Coventry cocaine and cannabis drug dealers jailed after judge rejects claims

Coventry Editorial 9th Mar, 2020   0

A JUDGE has rejected a Coventry man’s claims that drugs found in two cars registered to him outside his home were just being stored for a dealer to whom he owed money.

And Shahidul Islam was jailed for five years and five months after Judge Anthony Potter concluded that he was acting as ‘an organiser, selling drugs for money.’

Islam (28) of Croydon Close, Cheylesmore, Coventry, had pleaded guilty at Warwick Crown Court to possessing cocaine and cannabis with intent to supply them.

With him in the dock was Amandeep Kang (25) of Alder Road, Longford, Coventry, who was jailed for 15 months after he admitted possessing cannabis with intent to supply it.




Prosecutor Jamie Scott said that in June 2017 a car being driven by Kang, with Islam in the front passenger seat, was stopped by the police because Kang was disqualified at the time.

There was an obvious smell of cannabis, so the officers searched the car – and in a compartment under the driver’s seat they found 12 bags of skunk cannabis worth £120.


Kang said the cannabis was his, and that Islam had nothing to do with it, but both men were arrested – and their phones had messages on them indicating the supply of drugs.

As well as messages relating to the supply of cannabis and cocaine, Islam’s phone showed he had sent instructions to someone else to weigh out and prepare wraps of the drugs.

“Both their homes were searched, and Khan’s home only produced a tin of empty dealer bags in his bedroom. But at Islam’s home a significant quantity of drugs was discovered and bundles of cash amounting to £7,675,” said Mr Scott.

In the boot of an Audi outside the house was a large bag of skunk cannabis, while a second bag contained dealer bags, a set of scales and a package of 34 grams of cocaine with Islam’s fingerprints on it.

The Audi was registered to Islam, as was a VW in which officers found two further large bags of cannabis and a box with 27.7 grams of cocaine in it.

Mr Scott said that in total at Islam’s home, the police seized 1.8 kilos of skunk with a wholesale value of up to £9,600 and 61.7 grams of cocaine with a wholesale value of £2,500.

At first Islam denied having anything to do with either car, but then back-tracked although he maintained he was unaware of the drugs in either car.

He entered his plea on the basis that he had built up a substantial debt to a dealer who, to settle the debt, had given him the money to buy the two cars and register them in his name.

Islam said he knew the dealer was storing drugs in the cars, and claimed in court that he only co-operated because of the risk of ‘serious injury or death’ if he refused.

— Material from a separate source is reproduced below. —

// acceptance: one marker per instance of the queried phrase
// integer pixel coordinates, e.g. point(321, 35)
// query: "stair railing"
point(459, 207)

He said that last year the police gave him a warning that his life was at risk from the dealer, claiming: “They were his drugs in the car, so he probably wants the money for them.”

Questioned by Mr Scott, Islam denied he would supply the drugs to anyone other than retrieving them to hand back to the dealer as and when he was told to do so.

Islam said that £5,000 of the cash was savings for his wedding, and of the messages found on the phone, he claimed: “There were two phones found in the car. The Nokia wasn’t mine.”

Mr Scott suggested that documents with his name and address on which were found in one of the cars indicated that it was his, but he said he must have left them there by accident.

Rejecting Islam’s basis of plea, Judge Anthony Potter said: “He has asserted his only involvement was to hold the drugs. I reject his account. It doesn’t fit with the evidence.

“I am quite satisfied [the messages on] the Nokia phone properly reflect his involvement in the drugs trade, and that he was directly involved in the supply of drugs and instructing others in the supply of them.”

William Chipperfield, for Islam, said that at the time he was addicted to class A drugs, but has since turned his life around and ‘is making real efforts to be a better person.’

Rajinder Gill, for Kang, who had a previous conviction for producing cannabis and a caution for possessing it with intent to supply, said he had ‘moved away from a criminal lifestyle.’

Asking the judge to pass a suspended sentence, he added that Kang had enrolled at college to do a diploma in surveying in the hope of taking over his quantity surveyor father’s business.

Jailing both men, Judge Potter told Islam: “I am quite content you were involved as an organiser, selling drugs for money, although I accept there were other people above you.”